Será muito mais difícil para Elon Musk reformar o Twitter do que comprar uma empresa

Elon Musk tornou-se hoje o atual proprietário e chefe do Twitter, embora o fechamento do acordo de privatização da empresa ainda não tenha sido anunciado oficialmente. Agora o empresário tem uma tarefa mais difícil – realizar as reformas na plataforma, sobre as quais ele falou anteriormente.

Fonte da imagem: edar/pixabay.com

Musk disse recentemente que ele e outros investidores neste acordo estão pagando demais pelo Twitter, comprando a plataforma por US$ 44 bilhões, mas ele está confiante de que o potencial da rede social no longo prazo aumentará seu valor em uma ordem de magnitude. isto é, dez vezes. Musk falou muito sobre suas intenções para o Twitter, mas não será fácil implementar todas as iniciativas do novo dono da plataforma.

Uma das ideias de Musk é transformar o Twitter em um super app. Projetos semelhantes surgiram na China na década passada, e o exemplo mais marcante de um super app é o WeChat: antes era um mensageiro, mas hoje o serviço permite, além de mensagens, efetuar pagamentos, fazer compras pela internet e ligar um táxi. Um serviço universal realmente atraiu usuários que não têm acesso direto ao Google, Facebook* e outros recursos ocidentais.

O empresário disse aos investidores que planeja construir um projeto em que sejam vendidas assinaturas premium para reduzir a dependência da publicidade, existem mecanismos de incentivos materiais para autores de conteúdo e também possui seu próprio sistema de pagamento, escreve a Reuters. Mas nos Estados Unidos, será extremamente difícil implementar algo semelhante – o mercado local é muito diferente da China, e o lugar dos super aplicativos é ocupado pela Apple e pelo Google, que farão de tudo para impedir que um novo player apareça.

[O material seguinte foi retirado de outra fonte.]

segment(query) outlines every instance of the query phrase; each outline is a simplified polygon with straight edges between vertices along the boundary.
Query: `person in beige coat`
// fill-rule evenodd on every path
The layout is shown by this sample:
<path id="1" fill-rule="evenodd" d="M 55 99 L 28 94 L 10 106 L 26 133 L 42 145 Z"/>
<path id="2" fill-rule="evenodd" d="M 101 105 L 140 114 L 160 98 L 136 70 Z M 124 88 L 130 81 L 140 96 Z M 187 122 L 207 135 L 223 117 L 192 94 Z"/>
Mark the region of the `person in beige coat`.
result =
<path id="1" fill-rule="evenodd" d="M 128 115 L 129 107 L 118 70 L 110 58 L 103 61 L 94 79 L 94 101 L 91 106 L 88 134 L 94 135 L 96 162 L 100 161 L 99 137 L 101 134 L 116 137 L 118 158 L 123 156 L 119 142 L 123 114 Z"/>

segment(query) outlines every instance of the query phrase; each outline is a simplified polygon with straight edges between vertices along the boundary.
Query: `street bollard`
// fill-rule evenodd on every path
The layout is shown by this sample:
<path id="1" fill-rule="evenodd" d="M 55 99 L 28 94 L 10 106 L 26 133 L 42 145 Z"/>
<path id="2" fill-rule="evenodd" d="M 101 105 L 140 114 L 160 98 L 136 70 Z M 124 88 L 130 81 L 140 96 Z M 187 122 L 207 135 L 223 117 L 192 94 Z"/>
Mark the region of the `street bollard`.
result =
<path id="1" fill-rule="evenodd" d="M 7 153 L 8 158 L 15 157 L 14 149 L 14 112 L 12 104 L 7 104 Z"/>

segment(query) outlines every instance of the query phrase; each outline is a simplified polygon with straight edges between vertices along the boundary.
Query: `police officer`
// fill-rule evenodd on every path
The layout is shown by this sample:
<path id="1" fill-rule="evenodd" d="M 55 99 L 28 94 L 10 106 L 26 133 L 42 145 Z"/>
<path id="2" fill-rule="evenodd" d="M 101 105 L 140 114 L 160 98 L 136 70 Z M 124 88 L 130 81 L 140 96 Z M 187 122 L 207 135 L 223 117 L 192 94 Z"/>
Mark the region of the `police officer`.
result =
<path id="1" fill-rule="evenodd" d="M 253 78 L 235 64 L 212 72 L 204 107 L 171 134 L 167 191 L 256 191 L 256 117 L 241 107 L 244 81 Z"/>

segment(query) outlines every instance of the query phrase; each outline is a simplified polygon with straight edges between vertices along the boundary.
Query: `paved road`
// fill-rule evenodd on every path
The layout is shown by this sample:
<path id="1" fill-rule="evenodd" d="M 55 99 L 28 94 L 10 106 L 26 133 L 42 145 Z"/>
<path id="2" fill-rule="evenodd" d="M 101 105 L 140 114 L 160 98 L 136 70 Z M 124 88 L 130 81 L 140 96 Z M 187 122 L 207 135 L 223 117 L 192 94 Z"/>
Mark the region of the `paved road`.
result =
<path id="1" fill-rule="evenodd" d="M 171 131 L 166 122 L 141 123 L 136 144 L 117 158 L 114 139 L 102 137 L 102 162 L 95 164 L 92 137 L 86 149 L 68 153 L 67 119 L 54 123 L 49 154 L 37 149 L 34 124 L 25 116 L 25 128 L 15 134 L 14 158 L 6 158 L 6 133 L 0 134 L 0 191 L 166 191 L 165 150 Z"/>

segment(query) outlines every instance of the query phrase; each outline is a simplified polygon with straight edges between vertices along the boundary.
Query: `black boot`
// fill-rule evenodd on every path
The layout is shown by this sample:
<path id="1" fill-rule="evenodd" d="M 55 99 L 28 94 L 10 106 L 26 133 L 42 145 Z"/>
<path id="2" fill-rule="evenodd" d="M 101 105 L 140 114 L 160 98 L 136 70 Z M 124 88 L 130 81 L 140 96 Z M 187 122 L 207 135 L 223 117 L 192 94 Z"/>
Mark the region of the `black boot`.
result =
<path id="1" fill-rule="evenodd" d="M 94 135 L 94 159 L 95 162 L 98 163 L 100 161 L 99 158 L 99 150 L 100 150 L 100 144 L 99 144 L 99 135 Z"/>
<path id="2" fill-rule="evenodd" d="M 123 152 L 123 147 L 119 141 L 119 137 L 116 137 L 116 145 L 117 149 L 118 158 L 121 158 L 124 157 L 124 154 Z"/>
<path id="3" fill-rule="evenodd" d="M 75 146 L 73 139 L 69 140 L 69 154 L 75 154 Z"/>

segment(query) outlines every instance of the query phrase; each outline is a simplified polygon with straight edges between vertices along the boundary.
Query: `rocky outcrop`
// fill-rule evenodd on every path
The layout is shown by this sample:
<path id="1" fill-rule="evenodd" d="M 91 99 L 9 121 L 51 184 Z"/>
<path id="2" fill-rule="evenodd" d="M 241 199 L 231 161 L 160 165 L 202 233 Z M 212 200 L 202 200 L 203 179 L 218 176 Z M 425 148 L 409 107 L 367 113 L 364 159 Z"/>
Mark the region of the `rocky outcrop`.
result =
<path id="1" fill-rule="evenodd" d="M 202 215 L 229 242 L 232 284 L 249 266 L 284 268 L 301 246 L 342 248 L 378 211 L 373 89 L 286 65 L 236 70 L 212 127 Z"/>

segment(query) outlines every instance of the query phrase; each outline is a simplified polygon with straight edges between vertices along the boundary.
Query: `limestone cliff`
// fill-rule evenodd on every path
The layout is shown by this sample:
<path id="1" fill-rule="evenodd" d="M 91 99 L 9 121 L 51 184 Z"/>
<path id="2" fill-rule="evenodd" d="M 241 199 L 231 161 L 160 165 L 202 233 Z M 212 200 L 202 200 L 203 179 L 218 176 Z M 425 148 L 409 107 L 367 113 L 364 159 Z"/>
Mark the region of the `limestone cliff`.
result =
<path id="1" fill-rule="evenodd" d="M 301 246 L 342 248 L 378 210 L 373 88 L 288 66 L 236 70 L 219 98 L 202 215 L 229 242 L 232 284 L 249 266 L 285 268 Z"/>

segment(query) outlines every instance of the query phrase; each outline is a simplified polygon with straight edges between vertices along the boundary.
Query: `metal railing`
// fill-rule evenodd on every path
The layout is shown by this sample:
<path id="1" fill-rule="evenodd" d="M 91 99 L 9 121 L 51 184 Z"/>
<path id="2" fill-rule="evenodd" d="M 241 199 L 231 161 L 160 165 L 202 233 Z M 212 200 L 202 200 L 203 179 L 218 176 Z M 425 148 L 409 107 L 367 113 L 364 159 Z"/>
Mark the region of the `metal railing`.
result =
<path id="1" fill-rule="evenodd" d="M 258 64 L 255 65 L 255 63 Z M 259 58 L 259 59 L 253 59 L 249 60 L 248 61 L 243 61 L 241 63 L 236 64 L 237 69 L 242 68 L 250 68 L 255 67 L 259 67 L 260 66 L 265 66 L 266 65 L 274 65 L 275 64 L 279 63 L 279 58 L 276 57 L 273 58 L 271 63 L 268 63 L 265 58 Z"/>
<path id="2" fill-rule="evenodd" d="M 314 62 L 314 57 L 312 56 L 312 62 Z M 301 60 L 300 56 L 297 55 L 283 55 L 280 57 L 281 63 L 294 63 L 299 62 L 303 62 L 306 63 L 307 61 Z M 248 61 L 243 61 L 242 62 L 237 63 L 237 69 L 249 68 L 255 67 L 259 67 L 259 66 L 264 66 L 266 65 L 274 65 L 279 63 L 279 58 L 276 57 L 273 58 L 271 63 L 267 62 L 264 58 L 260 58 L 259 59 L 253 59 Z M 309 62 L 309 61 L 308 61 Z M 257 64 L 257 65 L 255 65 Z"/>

A mesma Apple bloqueou recentemente a intenção do Spotify de começar a vender audiolivros em sua plataforma.

A introdução de um sistema de pagamento exigirá a introdução de mecanismos de verificação de identidade, o que contraria diretamente a atual ideologia do Twitter: para exercer o direito à liberdade de expressão sem medo de seu futuro, muitos usuários preferiram permanecer anônimos, o que tornou a plataforma uma poderosa ferramenta política.

Fonte da imagem: twitter.com/elonmusk

Preocupações sérias entre a atual equipe do Twitter são causadas pelos planos de Musk de suavizar a política de moderação de conteúdo, que até agora está em conformidade com as normas aplicadas por outras plataformas. Supõe-se que os funcionários do departamento de confiança e segurança sofrerão as mais numerosas reduções – segundo relatos da mídia, o empresário já demitiu o chefe deste departamento, Vijaya Gadde. Musk também quer transformar significativamente a aparência dos anúncios na plataforma – ele disse exatamente três anos atrás que “odeia anúncios”. Hoje, fornece 90% da receita do Twitter, mas iniciativas do novo proprietário, como o retorno do ex-presidente dos EUA, Donald Trump, à plataforma, podem alienar tanto anunciantes quanto públicos não políticos.

Por fim, Musk, que se autodenomina um fervoroso defensor da liberdade de expressão, tradicionalmente se comunica com funcionários do governo em tom conciliatório – em particular, ele não se opôs quando foi avisado na UE que, mesmo sob as novas regras, o Twitter não seria capaz de trabalhar na região sem censura. Para trabalhar com gigantes da tecnologia na UE, eles adotaram o Digital Services Act (DSA), segundo o qual a desobediência é punida com multa de 6% do faturamento global anual da empresa. Na Índia, o Twitter está tentando ativamente defender a liberdade de expressão, mas o excesso de zelo de Musk pode complicar as coisas. E a fábrica da Tesla em Xangai, de propriedade do empresário, é uma preocupação particular nos Estados Unidos – no ano passado, o país forneceu à fabricante de carros elétricos uma receita de US$ 14 bilhões. A máscara é suspeita de ter laços muito próximos com o governo chinês, e isso não não vai bem com o fato

* Ele está incluído na lista de associações públicas e organizações religiosas em relação às quais o tribunal tomou uma decisão final para liquidar ou proibir atividades com base na Lei Federal nº 114-FZ de 25 de julho de 2002 “Sobre o combate ao extremismo atividade”.